893.4061 Motion Pictures/74

The Acting Secretary of State to the Minister in China (Johnson)

No. 1138

Sir: The Department refers to your despatch under date May 31, 1933,92 in regard to the threat of the Chinese National Board of Film Censors, in effect, to exclude from exhibition in China all films of the Columbia Pictures Distributing Company, Incorporated, until such time as that Company shall have agreed to withdraw from world-wide circulation its film entitled “The Bitter Tea of General Yen”.

In this connection the Department recalls that the case under reference is not the first instance in which the Chinese Board of Censors has similarly threatened American moving picture producers as like action was taken in connection with the films “East is West”, “The Shanghai Express” and possibly others.

As indicated in the Department’s instruction No. 848 of August 19, 1932,92 the American Government does not question the right of any government to prevent within that government’s jurisdiction the exhibition of any motion picture which it may regard as contrary to its interests. Nor would this Government be disposed to object if permission to exhibit pictures of any particular company were made conditional on the suppression of a picture which, following a dispassionate and unbiased study thereof, is found to contain features which vilify or hold up to ridicule the people or government of a friendly power or which are likely to affect adversely international relations. Such extreme measures on the part of any government, however, would be warranted only when there could be no reasonable doubt as to the seriously objectionable character of the picture and when the picture could not be revised so as to remove its objectionable elements, or when the producer refused to make such a revision. However, except under such circumstances as are indicated immediately above, this Government could not admit the right of any government to demand the suppression of an American picture outside the jurisdiction of the government making the demand, and any attempt to coerce American producers by unreasonable demands should be firmly opposed.
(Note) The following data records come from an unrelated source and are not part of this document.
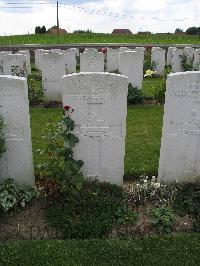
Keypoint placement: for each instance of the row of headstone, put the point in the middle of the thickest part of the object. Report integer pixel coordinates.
(17, 64)
(100, 109)
(54, 64)
(180, 144)
(175, 57)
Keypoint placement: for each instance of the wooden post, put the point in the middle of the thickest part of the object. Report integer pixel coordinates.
(58, 28)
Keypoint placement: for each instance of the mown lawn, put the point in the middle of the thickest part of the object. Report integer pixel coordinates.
(169, 250)
(144, 125)
(100, 38)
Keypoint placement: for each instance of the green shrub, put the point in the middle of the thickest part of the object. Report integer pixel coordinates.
(163, 219)
(14, 196)
(147, 190)
(126, 216)
(147, 62)
(187, 200)
(134, 95)
(60, 164)
(35, 92)
(186, 63)
(2, 137)
(91, 213)
(160, 94)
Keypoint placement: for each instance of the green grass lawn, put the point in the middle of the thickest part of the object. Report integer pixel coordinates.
(144, 124)
(152, 86)
(100, 38)
(169, 250)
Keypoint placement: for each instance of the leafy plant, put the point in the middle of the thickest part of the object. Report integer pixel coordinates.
(91, 213)
(163, 219)
(186, 62)
(13, 196)
(134, 95)
(2, 137)
(149, 190)
(35, 92)
(196, 225)
(126, 216)
(61, 165)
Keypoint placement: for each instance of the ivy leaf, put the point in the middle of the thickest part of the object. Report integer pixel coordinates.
(69, 123)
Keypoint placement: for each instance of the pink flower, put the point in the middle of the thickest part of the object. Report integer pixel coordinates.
(66, 107)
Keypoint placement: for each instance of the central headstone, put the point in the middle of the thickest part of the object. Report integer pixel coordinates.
(112, 59)
(180, 146)
(17, 161)
(158, 60)
(92, 61)
(99, 101)
(53, 68)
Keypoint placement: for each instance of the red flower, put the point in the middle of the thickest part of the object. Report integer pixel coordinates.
(66, 107)
(104, 50)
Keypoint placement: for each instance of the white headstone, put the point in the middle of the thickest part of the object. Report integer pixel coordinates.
(5, 52)
(17, 161)
(158, 60)
(38, 59)
(140, 49)
(92, 61)
(180, 145)
(112, 59)
(99, 101)
(55, 50)
(70, 60)
(15, 65)
(189, 51)
(196, 62)
(28, 59)
(131, 65)
(169, 56)
(125, 49)
(53, 68)
(90, 50)
(176, 60)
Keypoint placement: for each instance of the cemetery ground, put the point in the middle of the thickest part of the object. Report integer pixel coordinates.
(167, 250)
(130, 235)
(99, 38)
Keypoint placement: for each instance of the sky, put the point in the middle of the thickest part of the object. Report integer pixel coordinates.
(22, 16)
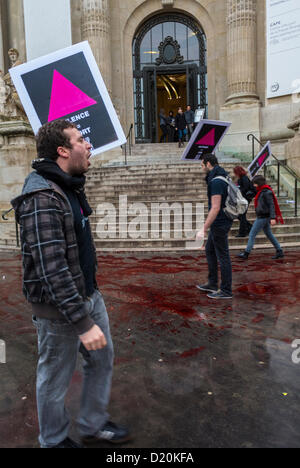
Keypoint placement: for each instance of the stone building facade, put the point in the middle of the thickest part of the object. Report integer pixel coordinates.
(209, 53)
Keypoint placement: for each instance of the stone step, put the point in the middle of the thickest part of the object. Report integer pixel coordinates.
(138, 168)
(181, 243)
(292, 228)
(287, 246)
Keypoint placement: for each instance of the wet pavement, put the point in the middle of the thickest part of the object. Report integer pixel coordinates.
(189, 372)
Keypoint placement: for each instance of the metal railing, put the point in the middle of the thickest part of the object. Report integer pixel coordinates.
(129, 142)
(280, 166)
(3, 216)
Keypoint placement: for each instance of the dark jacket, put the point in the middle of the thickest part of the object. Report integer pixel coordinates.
(189, 116)
(266, 206)
(246, 187)
(52, 277)
(180, 121)
(217, 187)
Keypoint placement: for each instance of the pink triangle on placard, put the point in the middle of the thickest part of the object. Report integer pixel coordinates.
(263, 157)
(208, 139)
(66, 98)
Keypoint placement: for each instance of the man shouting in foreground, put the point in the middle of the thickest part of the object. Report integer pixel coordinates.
(59, 280)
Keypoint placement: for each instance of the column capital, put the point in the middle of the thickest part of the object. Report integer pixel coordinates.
(241, 51)
(95, 28)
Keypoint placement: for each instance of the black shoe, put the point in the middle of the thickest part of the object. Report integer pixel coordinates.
(279, 254)
(243, 255)
(219, 295)
(68, 443)
(110, 433)
(207, 287)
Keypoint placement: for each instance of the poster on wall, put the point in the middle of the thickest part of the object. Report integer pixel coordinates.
(67, 84)
(283, 44)
(260, 160)
(206, 137)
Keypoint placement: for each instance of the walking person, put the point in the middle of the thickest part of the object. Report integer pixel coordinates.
(163, 126)
(189, 118)
(248, 191)
(59, 281)
(268, 214)
(181, 126)
(219, 225)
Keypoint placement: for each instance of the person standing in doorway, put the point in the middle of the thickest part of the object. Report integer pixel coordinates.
(268, 214)
(189, 117)
(248, 191)
(163, 126)
(171, 127)
(59, 281)
(181, 126)
(217, 248)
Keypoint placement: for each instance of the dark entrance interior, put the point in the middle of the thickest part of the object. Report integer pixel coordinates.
(169, 71)
(168, 89)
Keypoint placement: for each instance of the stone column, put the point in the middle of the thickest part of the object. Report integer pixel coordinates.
(95, 28)
(241, 51)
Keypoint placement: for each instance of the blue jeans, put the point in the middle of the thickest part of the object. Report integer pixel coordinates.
(58, 346)
(259, 225)
(217, 253)
(182, 133)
Each case, as it arises, must be settled on its own merits and the Department trusts that through a continuance of the cordial relations [Page 695] which now exist between officers of the Legation and members of the Chinese Board of Censors, such differences as occur may be adjusted satisfactorily. In the event that such negotiations fail to achieve the desired results, the Legation should request of the appropriate Chinese authorities a precise statement of the objections raised against the American film under discussion, and copies thereof, together with a comprehensive statement of the views of the Legation and any additional pertinent information, should be transmitted to the Department for its information and consideration.